Consumer purchases of health services surged 9.9 percent at an annualized rate in the first quarter from the prior three months, the highest rate of growth since 1980, according to the Bureau of Economic Analysis. Health spending contributed 1.1 percentage points to total growth in gross domestic product, the most since quarterly records began in 1947.
The growth is likely the result of increased utilization under the Patient Protection and Affordable Care Act because prices mostly have been little changed. Health plans, pharmacies and hospitals say they are seeing the first signs of newly insured patients seeking medical care, including high-cost drugs and surgeries.
“It’s still pretty early for most of those newly insured to access a whole lot of health-care services, but some of them definitely are,” said Ceci Connolly, managing director of PricewaterhouseCoopers Health Research Institute in Washington. “This is definitely an increase in utilization, it appears, more than pricing.”
More than 8 million Americans have signed up for private health plans sold through the health law’s new insurance exchanges, and federal officials say another 3 million have been added to the Medicaid program for the poor since the start of the year. While the percentage of enrollments who lacked insurance isn’t known, the Urban Institute, a Washington nonprofit that studies health issues, estimated this month that 5.4 million U.S. adults gained coverage since September.
Today’s report from the Bureau of Economic Analysis included Obamacare enrollments only through Feb. 15. Enrollment closed April 15 in most of the country, and a surge of sign-ups in March and April will show up in the bureau’s report on second-quarter spending, said Ben Mandel, chief of the federal branch of the bureau’s government division.
Hospital operator HCA Holdings Inc. (HCA) said yesterday in states that have expanded Medicaid the company’s admissions under the program rose 22 percent in the first quarter from a year earlier.

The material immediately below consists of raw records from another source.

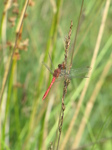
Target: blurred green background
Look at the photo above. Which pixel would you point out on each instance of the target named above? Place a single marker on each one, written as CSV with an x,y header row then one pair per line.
x,y
27,122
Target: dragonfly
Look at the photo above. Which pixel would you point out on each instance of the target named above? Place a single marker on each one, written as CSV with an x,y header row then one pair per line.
x,y
61,72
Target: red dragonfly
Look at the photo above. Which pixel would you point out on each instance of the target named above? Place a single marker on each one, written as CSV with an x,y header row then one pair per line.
x,y
61,72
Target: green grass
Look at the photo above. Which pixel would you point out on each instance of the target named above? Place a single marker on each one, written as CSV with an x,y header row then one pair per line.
x,y
27,122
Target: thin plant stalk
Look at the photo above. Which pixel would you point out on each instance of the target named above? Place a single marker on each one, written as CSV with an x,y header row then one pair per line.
x,y
98,42
91,102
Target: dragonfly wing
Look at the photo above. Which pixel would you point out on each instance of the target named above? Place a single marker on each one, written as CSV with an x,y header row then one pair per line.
x,y
74,73
47,67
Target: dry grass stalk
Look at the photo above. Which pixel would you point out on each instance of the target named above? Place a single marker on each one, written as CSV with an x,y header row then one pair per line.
x,y
89,74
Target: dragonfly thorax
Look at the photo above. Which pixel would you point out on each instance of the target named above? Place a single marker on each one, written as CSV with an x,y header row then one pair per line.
x,y
57,72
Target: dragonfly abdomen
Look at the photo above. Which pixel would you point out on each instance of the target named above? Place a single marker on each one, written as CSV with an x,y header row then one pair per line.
x,y
46,93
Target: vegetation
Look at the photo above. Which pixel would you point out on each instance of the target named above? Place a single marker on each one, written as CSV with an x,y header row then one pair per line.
x,y
27,36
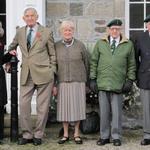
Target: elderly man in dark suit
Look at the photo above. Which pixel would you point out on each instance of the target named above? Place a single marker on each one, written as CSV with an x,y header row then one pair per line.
x,y
143,77
37,72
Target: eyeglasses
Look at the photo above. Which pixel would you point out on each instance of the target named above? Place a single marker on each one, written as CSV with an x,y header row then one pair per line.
x,y
115,28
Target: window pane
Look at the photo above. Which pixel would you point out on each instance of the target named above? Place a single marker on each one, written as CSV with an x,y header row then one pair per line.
x,y
147,9
136,15
3,6
3,21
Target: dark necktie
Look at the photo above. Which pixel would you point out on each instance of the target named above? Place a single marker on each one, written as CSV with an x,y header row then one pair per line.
x,y
29,38
113,46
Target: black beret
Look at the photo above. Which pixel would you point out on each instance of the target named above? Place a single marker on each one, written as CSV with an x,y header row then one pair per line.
x,y
115,22
147,19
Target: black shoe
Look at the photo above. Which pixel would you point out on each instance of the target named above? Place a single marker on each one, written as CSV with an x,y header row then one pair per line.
x,y
117,142
63,140
78,140
145,142
103,141
37,141
23,141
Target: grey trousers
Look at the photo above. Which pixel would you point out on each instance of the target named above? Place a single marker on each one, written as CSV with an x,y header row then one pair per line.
x,y
145,98
110,115
42,107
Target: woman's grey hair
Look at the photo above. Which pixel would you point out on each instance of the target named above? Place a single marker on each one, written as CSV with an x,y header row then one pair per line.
x,y
32,9
67,23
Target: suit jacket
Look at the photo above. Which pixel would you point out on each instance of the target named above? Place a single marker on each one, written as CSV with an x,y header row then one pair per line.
x,y
40,59
3,59
143,60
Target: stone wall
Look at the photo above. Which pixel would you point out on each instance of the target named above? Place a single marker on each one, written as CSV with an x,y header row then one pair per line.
x,y
89,16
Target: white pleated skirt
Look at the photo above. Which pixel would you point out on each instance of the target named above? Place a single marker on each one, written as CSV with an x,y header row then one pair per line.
x,y
71,105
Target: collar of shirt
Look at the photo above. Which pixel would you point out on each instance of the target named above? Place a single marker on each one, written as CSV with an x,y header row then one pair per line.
x,y
117,41
68,45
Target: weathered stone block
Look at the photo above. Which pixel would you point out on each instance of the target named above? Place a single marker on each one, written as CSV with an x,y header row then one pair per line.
x,y
76,9
84,29
104,9
57,9
100,22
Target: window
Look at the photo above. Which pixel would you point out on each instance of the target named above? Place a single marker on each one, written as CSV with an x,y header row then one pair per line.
x,y
138,10
3,17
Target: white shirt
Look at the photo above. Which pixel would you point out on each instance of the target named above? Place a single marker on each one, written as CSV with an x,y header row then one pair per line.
x,y
117,41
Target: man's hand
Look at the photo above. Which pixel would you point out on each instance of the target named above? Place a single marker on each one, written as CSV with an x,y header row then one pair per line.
x,y
13,52
127,86
93,85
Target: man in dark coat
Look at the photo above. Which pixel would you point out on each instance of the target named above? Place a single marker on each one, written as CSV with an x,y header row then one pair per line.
x,y
143,77
3,92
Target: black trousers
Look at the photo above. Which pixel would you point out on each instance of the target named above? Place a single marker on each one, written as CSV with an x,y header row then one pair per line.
x,y
1,122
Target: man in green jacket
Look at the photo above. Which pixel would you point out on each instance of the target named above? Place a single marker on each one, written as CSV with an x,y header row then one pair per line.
x,y
112,73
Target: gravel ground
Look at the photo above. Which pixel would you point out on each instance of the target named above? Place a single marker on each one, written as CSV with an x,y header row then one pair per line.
x,y
131,141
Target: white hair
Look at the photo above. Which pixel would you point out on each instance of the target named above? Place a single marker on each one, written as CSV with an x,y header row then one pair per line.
x,y
32,9
67,23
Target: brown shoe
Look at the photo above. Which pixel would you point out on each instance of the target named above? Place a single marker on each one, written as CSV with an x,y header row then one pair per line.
x,y
63,140
145,142
117,142
23,141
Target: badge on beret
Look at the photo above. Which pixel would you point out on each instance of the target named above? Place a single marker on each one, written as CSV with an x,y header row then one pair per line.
x,y
115,22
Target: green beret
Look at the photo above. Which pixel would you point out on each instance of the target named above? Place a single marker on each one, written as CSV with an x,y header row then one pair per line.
x,y
147,19
115,22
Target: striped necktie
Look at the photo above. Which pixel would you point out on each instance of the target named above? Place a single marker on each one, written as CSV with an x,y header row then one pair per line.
x,y
29,36
113,46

Obamacare patients have filled four times as many prescriptions for costly drugs to treat HIV as people in commercial health plans, said Express Scripts Holding Co. (ESRX), the nation’s largest administrator of prescriptions,
“We do believe that’s because you have individuals who were going untreated before or didn’t have access to coverage because of pre-existing conditions,” said Julie Huppert, vice president for health reform at the company, in a phone interview. “There was targeted outreach to that community. We’re not surprised to see them utilize the benefit early.”
People enrolled in exchange plans filled 47 percent more of the most-expensive kinds of prescriptions, for so-called “specialty” drugs that are usually injected and require special handling, than people in employer plans in January and February, according to an April 9 report by Express Scripts.
U.S. spending for medicines began rising last year, increasing 3.2 percent to $329 billion after a 1 percent decline in 2012, the IMS Institute for Healthcare Informatics reported April 15.
In New Mexico, Presbyterian Health Plan, the insurance subsidiary of hospital system Presbyterian Healthcare Services, saw an increase in nonemergency cardiac and orthopedic surgeries after the beginning of the year, said Lisa Lujan, the president of the division.
“Any time there’s been a barrier to an individual having insurance coverage that’s removed” the plan sees pent-up demand for medical care, Lujan said in a phone interview.
The Bureau of Economic Analysis’ report is preliminary, deduced largely from hiring and wage trends in the health-care industry, said Paul Hughes-Cromwick, a senior health economist at the Altarum Institute in Ann Arbor, Michigan, which follows health spending. There are counter-indications, he said, such as the insurer WellPoint Inc. (WLP) reporting today that its “medical loss ratio” -- the amount it paid out for medical claims -- was little changed in the first quarter.
“We want to see more information,” he said in a phone interview. “You ought to figure, ‘gee, here’s a gigantic insurer, let’s see more utilization so we can be more comfortable with these numbers,’”
Yet there are only two possible explanations for growth in health spending, said Charles Roehrig, a vice president at the institute: higher prices or higher utilization. Health-care prices increased just 1.1 percent in March from a year earlier, Hughes-Cromwick said.
“It’s got to be utilization,” Roehrig said. “But there are no direct data on utilization that we can go to.”